Betsy Alison

Personal information
- Full name: Elizabeth Gelentis Alison
- Born: March 25, 1960 (age 66)

Sailing career
- Sport: Sailing
- College team: Tufts University

= Betsy Alison =

American sailor

Elizabeth "Betsy" Gelentis Alison (born March 25, 1960) is an American sailor who has been voted Rolex Yachtswoman of the Year five times. She was inducted into the United States' National Sailing Hall of Fame in 2011

== Sailing history ==
Alison started sailing sunfish as a child at the behest of her father and, while she did not initially enjoy it, she rapidly enjoyed being with her friends on Barnegat Bay. Starting in 1977, Alison sailed on Upper Mystic Lake while a college student at Tufts University, and there she learned the technical aspects of racing from her teammates. In 1981 she was received honorable mention for college All-American sailor.

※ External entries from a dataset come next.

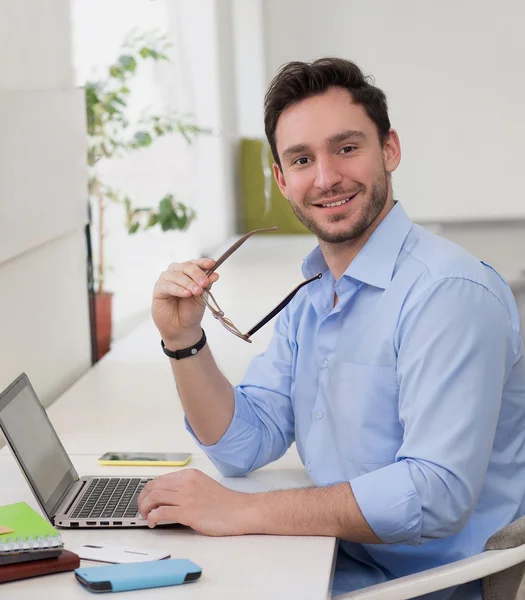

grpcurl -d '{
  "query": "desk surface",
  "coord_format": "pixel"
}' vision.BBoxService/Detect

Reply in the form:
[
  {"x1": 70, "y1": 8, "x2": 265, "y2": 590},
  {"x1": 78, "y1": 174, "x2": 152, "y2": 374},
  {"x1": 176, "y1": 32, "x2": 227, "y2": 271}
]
[
  {"x1": 0, "y1": 453, "x2": 334, "y2": 600},
  {"x1": 0, "y1": 237, "x2": 336, "y2": 600}
]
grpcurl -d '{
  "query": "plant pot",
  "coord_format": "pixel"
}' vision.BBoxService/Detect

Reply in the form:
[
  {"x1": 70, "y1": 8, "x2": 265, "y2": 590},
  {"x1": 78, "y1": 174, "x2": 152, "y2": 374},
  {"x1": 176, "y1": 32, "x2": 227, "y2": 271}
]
[{"x1": 95, "y1": 292, "x2": 113, "y2": 360}]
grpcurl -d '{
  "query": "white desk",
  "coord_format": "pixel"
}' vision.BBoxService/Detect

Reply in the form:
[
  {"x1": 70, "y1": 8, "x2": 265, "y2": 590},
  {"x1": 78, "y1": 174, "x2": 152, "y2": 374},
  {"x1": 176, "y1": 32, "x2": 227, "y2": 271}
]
[
  {"x1": 0, "y1": 454, "x2": 335, "y2": 600},
  {"x1": 0, "y1": 238, "x2": 336, "y2": 600}
]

Alison has won numerous events during her sailing career. In 1985, Alison won her first Rolex International Women's Keelboat championship, thereby receiving the Bengt Julin trophy. She won four additional times, and the original trophy was retired to her after 1997 when she earned it for the third consecutive year. In 1998 Alison won Women's Match Racing event at the ISAF Sailing World Championships held in Dubai, UAE and was honored with her first ISAF World Sailor of the Year award. Sailing with Lee Icyda and Suzy Leech, Alison won the 2003 Open Yngling World Championship held in Rostock, Germany which was the first time an all-woman's crew won the Open Yngling World Championship.

in 1998 Alison began coaching the US team for the World Disabled Sailing Championship and is the US Sailing Team Sperry Top-Sider Paralympic coach. She played a key role in the 1996 revision of the Disabled Sailing Manual revision and, as of 2021, Alison is the Chair of the Para World Sailing Committee.

== Awards ==
In 1990 and 1991 she won the Mrs. Charles Francis Adams Trophy. In 2009, Alison received the Gay S. Lynn Memorial Trophy for her work with adaptive sailing and sailors with disabilities. In 2011 Alison was in the first group of sailors, and the only woman, elected into the United States' National Sailing Hall of Fame. In 2015, Alison won the President's Development Award from the International Sailing Federation (ISAF, known as World Sailing as of 2015) who recognized her for outstanding achievement in her work on the Para World Sailing Championships in 2015.